It has been nearly five years since hurricanes Irma and Maria impacted the U.S. Virgin Islands and the recovery continues. While many individuals, organizations, and federal agencies, including the Federal Emergency Management Agency (FEMA), helped to provide relief immediately after the disaster, there is still work to be done. Long-term recovery requires continued coordination and collaboration among multiple federal partners.
FEMA’s Interagency Recovery Coordination group has continually supported the territory in coordinating post-disaster resources which includes providing access to nongovernmental financial resources that may help the U.S. Virgin Islands meet needs that FEMA, the territory, and other programs cannot meet.
In the five years since the storms, at least six recovery support functions were activated to support the long-term recovery efforts for the territory: health and social services, infrastructure systems, natural and cultural resources, utilities, housing, and economic recovery, all of which have been funded by federal partners listed below.
U.S. Department of Health and Human Services was the mission assigned to complete the assessment and prioritization of community healthcare needs, restore healthcare and social service functions, and improve resilience and sustainability of the healthcare system. HHS conducted grant writing workshops, coordinated the Emergency Prescription Assistance Program, and conducted training for improved shelter operations.

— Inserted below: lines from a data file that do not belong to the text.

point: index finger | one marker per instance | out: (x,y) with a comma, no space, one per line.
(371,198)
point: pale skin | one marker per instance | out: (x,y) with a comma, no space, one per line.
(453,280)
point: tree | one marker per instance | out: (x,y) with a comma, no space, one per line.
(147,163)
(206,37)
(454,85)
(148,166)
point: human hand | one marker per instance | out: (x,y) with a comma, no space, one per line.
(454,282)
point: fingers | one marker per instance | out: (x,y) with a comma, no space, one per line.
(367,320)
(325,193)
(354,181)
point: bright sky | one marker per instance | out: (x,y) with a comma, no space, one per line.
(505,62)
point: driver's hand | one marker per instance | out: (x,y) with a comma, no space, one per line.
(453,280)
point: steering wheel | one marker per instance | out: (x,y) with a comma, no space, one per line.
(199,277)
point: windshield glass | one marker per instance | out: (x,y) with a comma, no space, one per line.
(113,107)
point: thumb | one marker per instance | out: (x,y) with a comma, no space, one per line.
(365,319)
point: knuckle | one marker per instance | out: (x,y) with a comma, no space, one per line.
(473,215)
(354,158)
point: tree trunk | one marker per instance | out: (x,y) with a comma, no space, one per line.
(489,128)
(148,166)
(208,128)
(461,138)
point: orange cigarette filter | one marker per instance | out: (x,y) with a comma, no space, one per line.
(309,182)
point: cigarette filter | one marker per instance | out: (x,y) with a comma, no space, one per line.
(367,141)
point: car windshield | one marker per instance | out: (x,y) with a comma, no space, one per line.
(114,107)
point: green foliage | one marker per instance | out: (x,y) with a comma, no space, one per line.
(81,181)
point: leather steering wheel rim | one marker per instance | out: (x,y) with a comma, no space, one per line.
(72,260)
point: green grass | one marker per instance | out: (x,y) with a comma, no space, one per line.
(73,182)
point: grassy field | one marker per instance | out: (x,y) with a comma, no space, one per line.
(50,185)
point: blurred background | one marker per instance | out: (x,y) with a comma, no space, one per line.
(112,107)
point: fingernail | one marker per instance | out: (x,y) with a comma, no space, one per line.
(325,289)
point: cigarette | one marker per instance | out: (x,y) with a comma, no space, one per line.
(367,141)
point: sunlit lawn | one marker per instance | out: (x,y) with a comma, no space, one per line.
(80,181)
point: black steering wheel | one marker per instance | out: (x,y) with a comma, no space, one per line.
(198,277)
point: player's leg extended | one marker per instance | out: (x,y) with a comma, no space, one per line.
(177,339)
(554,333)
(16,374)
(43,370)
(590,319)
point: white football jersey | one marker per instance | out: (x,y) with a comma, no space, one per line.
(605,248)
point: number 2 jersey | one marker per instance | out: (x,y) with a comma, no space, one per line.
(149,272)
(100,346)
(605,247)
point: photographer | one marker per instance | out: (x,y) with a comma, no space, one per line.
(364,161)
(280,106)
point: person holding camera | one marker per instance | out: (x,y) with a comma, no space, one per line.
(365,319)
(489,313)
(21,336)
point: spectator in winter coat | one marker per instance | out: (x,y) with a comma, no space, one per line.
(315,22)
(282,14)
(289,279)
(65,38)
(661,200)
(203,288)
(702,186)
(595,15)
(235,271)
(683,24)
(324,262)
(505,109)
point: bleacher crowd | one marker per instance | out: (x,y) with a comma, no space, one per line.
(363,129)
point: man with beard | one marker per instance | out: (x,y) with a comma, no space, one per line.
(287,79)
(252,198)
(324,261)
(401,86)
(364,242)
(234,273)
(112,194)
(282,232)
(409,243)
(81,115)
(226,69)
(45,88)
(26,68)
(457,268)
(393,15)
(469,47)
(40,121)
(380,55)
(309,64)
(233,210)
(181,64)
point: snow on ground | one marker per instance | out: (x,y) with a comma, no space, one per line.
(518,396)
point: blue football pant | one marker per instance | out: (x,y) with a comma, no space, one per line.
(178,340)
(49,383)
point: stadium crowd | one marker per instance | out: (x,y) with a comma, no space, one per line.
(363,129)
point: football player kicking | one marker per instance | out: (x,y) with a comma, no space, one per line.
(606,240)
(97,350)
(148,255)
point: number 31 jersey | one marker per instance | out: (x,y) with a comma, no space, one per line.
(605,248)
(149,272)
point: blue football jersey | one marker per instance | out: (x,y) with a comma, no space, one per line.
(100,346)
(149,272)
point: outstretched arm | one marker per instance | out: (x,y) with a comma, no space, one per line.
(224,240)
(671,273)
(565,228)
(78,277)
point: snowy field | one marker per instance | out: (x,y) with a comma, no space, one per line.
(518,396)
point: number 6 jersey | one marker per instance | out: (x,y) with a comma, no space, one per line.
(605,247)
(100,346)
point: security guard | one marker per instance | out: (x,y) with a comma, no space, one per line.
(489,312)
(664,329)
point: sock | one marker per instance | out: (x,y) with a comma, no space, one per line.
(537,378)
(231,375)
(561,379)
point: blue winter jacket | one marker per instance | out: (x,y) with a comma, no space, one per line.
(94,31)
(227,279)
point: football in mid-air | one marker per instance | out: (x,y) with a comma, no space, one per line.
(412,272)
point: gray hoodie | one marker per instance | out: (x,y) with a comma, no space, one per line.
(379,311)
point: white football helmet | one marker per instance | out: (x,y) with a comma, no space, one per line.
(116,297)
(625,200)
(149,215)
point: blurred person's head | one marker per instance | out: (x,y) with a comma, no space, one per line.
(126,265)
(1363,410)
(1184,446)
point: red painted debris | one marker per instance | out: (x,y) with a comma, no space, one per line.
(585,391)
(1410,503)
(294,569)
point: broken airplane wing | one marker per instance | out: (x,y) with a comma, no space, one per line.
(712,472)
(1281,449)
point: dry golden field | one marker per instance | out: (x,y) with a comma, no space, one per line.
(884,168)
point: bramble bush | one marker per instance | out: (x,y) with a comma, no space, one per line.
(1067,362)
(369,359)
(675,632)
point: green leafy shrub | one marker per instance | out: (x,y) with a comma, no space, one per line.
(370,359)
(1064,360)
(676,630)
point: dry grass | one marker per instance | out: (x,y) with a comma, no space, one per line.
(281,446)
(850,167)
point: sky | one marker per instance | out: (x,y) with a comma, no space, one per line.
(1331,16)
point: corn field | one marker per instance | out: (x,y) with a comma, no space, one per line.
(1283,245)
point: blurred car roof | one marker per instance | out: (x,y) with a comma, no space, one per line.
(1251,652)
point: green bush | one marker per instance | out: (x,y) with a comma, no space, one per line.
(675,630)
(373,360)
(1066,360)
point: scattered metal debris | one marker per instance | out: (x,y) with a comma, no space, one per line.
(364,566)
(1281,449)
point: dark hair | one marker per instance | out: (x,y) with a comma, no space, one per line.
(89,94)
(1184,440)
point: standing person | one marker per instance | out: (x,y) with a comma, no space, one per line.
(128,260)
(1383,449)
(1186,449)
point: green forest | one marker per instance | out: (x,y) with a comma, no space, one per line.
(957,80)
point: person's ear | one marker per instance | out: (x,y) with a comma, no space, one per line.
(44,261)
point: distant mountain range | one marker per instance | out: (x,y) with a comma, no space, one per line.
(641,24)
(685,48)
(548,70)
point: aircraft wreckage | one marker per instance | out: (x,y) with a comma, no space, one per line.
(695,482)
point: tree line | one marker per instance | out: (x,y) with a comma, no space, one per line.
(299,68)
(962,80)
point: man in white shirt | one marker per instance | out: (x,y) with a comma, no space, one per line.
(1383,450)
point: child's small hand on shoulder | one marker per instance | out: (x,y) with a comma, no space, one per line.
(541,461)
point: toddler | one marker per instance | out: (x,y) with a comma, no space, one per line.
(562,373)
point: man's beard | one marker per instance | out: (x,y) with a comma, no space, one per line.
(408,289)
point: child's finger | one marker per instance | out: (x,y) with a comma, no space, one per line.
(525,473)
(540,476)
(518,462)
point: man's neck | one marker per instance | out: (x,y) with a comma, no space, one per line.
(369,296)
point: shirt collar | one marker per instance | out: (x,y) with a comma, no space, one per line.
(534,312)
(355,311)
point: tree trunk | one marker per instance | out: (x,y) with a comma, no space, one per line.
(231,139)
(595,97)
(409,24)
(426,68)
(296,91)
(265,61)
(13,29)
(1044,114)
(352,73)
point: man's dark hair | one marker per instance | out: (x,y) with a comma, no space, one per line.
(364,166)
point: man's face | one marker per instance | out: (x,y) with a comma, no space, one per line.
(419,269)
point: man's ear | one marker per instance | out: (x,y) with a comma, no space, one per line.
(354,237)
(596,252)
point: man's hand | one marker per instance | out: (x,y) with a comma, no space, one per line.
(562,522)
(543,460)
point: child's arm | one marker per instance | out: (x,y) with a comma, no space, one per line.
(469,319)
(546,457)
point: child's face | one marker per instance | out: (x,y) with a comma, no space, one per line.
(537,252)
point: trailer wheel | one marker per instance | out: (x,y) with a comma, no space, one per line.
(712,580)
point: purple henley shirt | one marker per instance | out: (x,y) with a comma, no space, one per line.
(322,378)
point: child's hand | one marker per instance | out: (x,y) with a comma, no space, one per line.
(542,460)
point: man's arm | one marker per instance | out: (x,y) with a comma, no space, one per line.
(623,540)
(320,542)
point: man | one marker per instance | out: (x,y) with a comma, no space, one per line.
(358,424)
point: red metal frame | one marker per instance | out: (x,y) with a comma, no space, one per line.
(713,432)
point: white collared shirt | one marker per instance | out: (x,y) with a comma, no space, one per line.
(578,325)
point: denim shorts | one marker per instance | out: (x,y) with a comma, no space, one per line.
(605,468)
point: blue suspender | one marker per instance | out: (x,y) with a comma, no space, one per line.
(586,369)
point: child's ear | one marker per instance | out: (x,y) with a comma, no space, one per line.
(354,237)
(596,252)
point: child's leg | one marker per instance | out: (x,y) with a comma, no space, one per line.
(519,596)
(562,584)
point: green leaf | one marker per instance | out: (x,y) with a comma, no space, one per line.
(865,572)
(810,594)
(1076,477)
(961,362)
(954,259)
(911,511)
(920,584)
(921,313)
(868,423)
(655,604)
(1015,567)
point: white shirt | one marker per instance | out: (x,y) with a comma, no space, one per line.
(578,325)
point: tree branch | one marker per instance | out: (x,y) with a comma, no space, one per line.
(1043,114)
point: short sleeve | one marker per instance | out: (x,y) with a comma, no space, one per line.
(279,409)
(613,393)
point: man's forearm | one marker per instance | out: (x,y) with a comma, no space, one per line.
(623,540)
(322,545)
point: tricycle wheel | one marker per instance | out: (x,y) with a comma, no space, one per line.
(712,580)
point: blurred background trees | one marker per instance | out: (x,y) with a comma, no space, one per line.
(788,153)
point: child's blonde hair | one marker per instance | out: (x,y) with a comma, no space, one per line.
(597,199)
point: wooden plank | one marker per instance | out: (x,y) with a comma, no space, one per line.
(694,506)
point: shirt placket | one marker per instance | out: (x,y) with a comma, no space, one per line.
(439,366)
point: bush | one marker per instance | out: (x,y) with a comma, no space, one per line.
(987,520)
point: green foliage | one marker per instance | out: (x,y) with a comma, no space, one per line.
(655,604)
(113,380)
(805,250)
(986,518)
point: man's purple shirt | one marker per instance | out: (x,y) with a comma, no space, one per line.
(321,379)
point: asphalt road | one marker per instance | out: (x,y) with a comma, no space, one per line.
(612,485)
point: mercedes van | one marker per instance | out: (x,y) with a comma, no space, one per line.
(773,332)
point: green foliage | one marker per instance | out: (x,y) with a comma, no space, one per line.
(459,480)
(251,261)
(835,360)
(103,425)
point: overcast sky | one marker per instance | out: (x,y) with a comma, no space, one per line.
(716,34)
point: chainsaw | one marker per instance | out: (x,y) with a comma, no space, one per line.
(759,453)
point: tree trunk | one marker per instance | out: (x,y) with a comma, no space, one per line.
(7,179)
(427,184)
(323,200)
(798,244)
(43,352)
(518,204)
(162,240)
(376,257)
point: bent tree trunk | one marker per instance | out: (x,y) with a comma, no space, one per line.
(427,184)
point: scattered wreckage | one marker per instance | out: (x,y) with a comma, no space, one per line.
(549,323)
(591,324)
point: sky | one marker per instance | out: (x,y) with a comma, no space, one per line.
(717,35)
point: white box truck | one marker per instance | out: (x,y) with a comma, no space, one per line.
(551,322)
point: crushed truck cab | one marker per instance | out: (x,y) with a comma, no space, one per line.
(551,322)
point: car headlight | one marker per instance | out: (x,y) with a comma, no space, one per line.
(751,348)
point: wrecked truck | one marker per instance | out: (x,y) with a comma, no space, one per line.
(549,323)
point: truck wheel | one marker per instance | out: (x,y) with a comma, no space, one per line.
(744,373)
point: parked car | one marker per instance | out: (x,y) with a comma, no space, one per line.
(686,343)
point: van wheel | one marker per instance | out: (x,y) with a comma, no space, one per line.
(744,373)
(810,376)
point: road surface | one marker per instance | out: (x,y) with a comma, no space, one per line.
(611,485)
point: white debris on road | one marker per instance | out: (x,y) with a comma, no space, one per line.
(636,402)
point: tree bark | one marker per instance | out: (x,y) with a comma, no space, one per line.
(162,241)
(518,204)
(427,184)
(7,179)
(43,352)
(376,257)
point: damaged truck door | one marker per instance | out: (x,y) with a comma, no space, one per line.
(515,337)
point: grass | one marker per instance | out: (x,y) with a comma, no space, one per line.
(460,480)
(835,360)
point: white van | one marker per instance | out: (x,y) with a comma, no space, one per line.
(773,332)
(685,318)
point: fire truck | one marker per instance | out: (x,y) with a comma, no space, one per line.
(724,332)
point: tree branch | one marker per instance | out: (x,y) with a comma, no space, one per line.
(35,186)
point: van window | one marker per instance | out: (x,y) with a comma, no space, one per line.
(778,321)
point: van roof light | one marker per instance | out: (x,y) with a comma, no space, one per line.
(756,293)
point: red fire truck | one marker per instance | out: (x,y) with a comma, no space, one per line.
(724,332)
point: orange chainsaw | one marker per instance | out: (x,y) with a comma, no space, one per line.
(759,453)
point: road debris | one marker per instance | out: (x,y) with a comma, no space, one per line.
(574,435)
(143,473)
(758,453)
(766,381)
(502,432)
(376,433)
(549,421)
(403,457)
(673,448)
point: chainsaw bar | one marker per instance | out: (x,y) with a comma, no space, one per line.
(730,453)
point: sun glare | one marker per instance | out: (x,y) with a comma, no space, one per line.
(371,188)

U.S. Army Corps of Engineers, under the infrastructure support function, implemented the Blue Roof program and installed more than 3,600 fiber-reinforced plastic roofs to protect homes from the elements until permanent repairs were made. They also assisted with the removal of debris from the territory.
U.S Environmental Protection Agency (EPA) worked with local governments and citizens to keep hazardous materials from impacting the environment. EPA assisted with the collection and disposal of hazardous waste materials.
U.S. Department of the Interior’s Natural and Cultural Resources Recover Support Function’s USVI mission was to support the territory’s unmet needs for natural and cultural resource recovery. NCR deployed historical architects and archaeologists to conduct 92 damage assessments and cost estimates on historic/archeological sites.
They assisted the University of the Virgin Islands and non-governmental organizations with coral restoration and grant applications for coral nurseries. The NCR mission assigned a team from the Smithsonian Institute and the National Archives and Records Administration to provide technical assistance and cost estimates for the repair of 27 damaged libraries, museums, and archives. They also coordinated Smithsonian’s Heritage Emergency and Response Training.
U.S. Department of Energy assessed damage immediately following the storm and assisted the territory in restoring power. DOE continues to collaborate with the territory to secure funding and provide technical assistance.
U.S. Department of Housing and Urban Development’s mission was to assist the territory in addressing unmet needs for housing recovery in connection with a comprehensive and sustainable long-term community recovery plan, including hazard mitigation, restoration of infrastructure and economic revitalization. HUD collaborated to provide counseling for local housing providers and grant writing workshops to non-governmental organizations.
U.S. Economic Development Administration’s mission was to enable local public and private sector partners to return economic and business activities to a healthy state and develop new business and employment opportunities that result in vibrant and resilient economies. Early in the recovery, EDA held a Capital Development Forum with the USVI Office of the Lieutenant Governor, Federal Reserve Bank of New York, Federal Deposit Insurance Corporation and local lenders.
Identified needs for financial literacy, business planning, and gap financing options for USVI small businesses and entrepreneurs, reviewed federal resources available to repair, harden or expand commercial infrastructure (airports, wastewater facilities, incubators, marine and tourism facilities) and increased business recovery services through Minority Business Development Agency small business workshops and consultation on continuity planning, bid preparation and disaster loan assistance.
EDA continues to provide workshops and webinars in collaboration with national and local agencies, businesses and nonprofit organizations. Through FEMA’s IRC efforts, USVI businesses were able to access information on how to compete and receive project awards with federal funds. Businesses were able to learn more about how to obtain contractor license bonds, which was a prior barrier for smaller firms pursuing federally funded contracts.
The IRC group, in partnership with Small Business Administration, Virgin Island Economic Development Authority, and Small Business Development Center, hosted a workshop to present information on the Surety Bond Guarantee Program. This resulted in a significant increase in the issuance of surety bonds from August 2021 to May 2022—resulting in a net increase of more than $7 million in Surety Bond Guarantees issued.
FEMA’s IRC group continues to collaborate with federal and local transportation and utility agencies on several projects. To date, nine federal agencies have obligated more than $1.4 billion to the territory to support recovery.